ECUMENISMO Papa Francisco na Suécia viagem ecuménica e pastoral

ECUMENISMO
Papa Francisco na Suécia viagem ecuménica e pastoral
Papa Francisco e o Primeiro Ministro

Na sua 17ª Viagem Apostólica o Papa Francisco deslocou-se à Suécia para a comemoração ecuménica do quinto centenário da Reforma Luterana, e para encontrar a comunidade católica no País.
A viagem teve agendados dois encontros ecuménicos um na Catedral de Lund e outro na Arena Malmö. Na Festa de Todos os Santos, Francisco celebrou a Eucaristia no Estádio de Malmö para os católicos, para convidados representantes da Federação Luterana.

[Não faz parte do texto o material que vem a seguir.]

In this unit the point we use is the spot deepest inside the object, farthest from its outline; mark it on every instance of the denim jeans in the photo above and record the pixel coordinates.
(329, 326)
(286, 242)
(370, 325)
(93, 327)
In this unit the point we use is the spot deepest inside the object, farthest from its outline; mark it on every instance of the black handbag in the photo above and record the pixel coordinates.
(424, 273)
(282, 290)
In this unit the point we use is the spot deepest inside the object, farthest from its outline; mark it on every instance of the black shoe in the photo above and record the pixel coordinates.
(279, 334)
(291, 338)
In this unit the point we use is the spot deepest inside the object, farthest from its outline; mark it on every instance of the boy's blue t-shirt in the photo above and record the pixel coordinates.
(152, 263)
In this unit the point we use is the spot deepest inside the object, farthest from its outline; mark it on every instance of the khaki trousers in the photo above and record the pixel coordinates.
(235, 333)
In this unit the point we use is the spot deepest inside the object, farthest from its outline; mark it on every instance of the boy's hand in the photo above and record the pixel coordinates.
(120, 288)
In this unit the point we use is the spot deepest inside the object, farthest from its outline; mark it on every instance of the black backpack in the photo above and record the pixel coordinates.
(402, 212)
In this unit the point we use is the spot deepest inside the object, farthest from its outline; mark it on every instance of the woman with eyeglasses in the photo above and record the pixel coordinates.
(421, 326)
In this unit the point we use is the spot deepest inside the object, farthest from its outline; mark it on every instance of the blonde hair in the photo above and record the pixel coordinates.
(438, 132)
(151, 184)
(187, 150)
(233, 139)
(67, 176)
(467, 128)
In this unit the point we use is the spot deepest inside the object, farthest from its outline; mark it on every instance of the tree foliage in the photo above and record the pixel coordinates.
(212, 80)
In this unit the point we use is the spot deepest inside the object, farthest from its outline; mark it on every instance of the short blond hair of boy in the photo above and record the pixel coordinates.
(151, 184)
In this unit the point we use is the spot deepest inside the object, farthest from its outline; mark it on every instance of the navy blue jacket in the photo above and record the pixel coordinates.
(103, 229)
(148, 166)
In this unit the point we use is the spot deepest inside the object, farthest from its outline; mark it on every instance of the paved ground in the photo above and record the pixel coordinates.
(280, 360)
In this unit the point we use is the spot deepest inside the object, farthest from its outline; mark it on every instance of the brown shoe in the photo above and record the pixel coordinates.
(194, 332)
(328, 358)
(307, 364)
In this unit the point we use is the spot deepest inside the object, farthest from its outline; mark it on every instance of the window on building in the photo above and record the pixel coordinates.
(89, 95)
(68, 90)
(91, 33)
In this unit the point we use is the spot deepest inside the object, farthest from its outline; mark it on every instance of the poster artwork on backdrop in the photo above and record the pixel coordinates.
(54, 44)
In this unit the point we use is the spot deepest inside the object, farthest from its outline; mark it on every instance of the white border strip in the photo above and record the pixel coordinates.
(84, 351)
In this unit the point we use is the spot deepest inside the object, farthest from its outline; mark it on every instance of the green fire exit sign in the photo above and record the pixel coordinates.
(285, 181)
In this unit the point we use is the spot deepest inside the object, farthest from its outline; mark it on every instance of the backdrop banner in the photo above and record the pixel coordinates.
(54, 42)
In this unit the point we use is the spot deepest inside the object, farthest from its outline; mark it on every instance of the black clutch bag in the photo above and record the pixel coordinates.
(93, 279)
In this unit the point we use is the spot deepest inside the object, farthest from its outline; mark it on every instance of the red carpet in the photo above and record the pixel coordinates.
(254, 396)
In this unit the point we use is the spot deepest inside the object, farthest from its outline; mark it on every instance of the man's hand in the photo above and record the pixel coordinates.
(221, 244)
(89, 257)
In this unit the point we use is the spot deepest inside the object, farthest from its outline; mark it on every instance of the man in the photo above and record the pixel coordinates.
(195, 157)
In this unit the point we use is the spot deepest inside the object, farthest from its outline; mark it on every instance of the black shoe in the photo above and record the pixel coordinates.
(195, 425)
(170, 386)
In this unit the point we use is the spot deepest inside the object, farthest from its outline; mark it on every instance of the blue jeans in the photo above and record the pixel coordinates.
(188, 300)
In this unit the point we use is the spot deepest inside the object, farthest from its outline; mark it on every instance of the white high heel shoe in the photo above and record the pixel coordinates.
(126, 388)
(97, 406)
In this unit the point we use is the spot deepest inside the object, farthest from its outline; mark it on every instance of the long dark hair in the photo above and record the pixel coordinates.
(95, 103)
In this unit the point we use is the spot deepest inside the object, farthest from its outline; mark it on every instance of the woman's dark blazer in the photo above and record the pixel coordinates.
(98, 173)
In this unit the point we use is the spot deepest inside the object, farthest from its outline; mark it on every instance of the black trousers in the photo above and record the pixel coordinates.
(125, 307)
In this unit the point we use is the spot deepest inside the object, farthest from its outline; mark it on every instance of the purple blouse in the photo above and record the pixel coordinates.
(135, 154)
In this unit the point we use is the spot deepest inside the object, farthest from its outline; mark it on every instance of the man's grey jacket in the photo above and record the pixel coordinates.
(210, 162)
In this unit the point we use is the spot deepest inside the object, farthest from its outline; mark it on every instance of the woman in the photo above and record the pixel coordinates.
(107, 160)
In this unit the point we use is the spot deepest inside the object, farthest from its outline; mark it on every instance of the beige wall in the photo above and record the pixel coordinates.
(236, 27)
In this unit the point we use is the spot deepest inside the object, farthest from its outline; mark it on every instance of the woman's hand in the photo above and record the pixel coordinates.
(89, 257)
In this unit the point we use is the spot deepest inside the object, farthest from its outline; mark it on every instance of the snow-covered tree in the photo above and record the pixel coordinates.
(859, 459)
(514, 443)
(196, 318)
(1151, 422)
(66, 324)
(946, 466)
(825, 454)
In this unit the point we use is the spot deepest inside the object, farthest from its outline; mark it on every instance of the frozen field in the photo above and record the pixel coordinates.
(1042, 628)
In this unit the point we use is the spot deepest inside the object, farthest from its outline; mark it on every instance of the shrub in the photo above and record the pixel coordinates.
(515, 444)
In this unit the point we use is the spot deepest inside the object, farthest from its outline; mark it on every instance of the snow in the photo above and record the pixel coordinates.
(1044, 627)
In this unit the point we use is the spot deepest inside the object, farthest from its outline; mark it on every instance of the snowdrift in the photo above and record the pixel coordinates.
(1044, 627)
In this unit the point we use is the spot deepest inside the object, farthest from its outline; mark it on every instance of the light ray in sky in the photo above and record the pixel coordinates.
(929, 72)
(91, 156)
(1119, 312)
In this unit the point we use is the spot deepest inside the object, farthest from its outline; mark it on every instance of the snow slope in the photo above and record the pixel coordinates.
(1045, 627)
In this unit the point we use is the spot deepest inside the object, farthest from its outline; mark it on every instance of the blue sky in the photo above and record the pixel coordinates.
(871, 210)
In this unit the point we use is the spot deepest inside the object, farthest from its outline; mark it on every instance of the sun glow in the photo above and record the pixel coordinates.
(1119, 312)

A Suécia tinha sido visitada pelo Papa João Paulo II em 1989 quando este foi à Escandinávia.
À sua chegada, o Papa foi recebido pelo primeiro-ministro sueco, Stefan Löfven e o Ministro da Cultura, Alice Bah-Kuhnke. Presentes também outras autoridades e membros da LWF. Na secção VIP do aeroporto, Francisco teve um encontro privado com o Primeiro-Ministro e o Ministro da Cultura.
Na oração ecuménica na Catedral de Lund

Durante a Oração Ecuménica Comum na Catedral de Lund, o Papa reconheceu que a Reforma contribuiu para dar maior centralidade à Sagrada Escritura na vida da Igreja e exortou a caminhar em direcção à plena unidade. Neste encontro de oração, em Lund, rezou: «Senhor, com a vossa graça ajudai-nos a estar mais unidos a Vós para darmos, juntos, um testemunho mais eficaz de fé, esperança e caridade».
E, olhando para o passado fez a leitura do momento actual de grande dimensão ecuménica: “Nós, católicos e luteranos, começamos a caminhar juntos pela senda da reconciliação. Agora, no contexto da comemoração comum da Reforma de 1517, temos a possibilidade de reparar um momento crucial da nossa história, superando controvérsias e mal-entendidos que impediram frequentemente de nos compreendermos uns aos outros. Jesus fixa-nos, e o seu olhar de amor anima-nos a purificar o nosso passado e a trabalhar no presente para realizar aquele futuro de unidade por que tanto anseia.
 Dizia o Papa João Paulo II: «Devemos deixar-nos guiar unicamente pela intenção de compreendermos melhor os acontecimentos e de sermos portadores da verdade» (Mens. ao Cardeal Johannes Willebrands, a 31.10.1983). Deus é o dono da vinha, que  cuida e protege com imenso amor; deixemo-nos comover pelo olhar de Deus; o que Ele deseja é que permaneçamos como ramos vivos unidos ao seu Filho Jesus. A separação foi uma fonte imensa de sofrimentos e incompreensões.
E recordou que a experiência espiritual de Martinho Lutero nos interpela  lembrando-nos que nada podemos fazer sem Deus. «Como posso ter um Deus misericordioso?» Esta pergunta atormentava constantemente Lutero. Ele descobriu este Deus misericordioso na Boa Nova de Jesus Cristo encarnado, morto e ressuscitado. Jesus impele-nos a implorar ao Pai com insistência: «Concedei-nos o dom da unidade, para que o mundo creia na força da vossa misericórdia».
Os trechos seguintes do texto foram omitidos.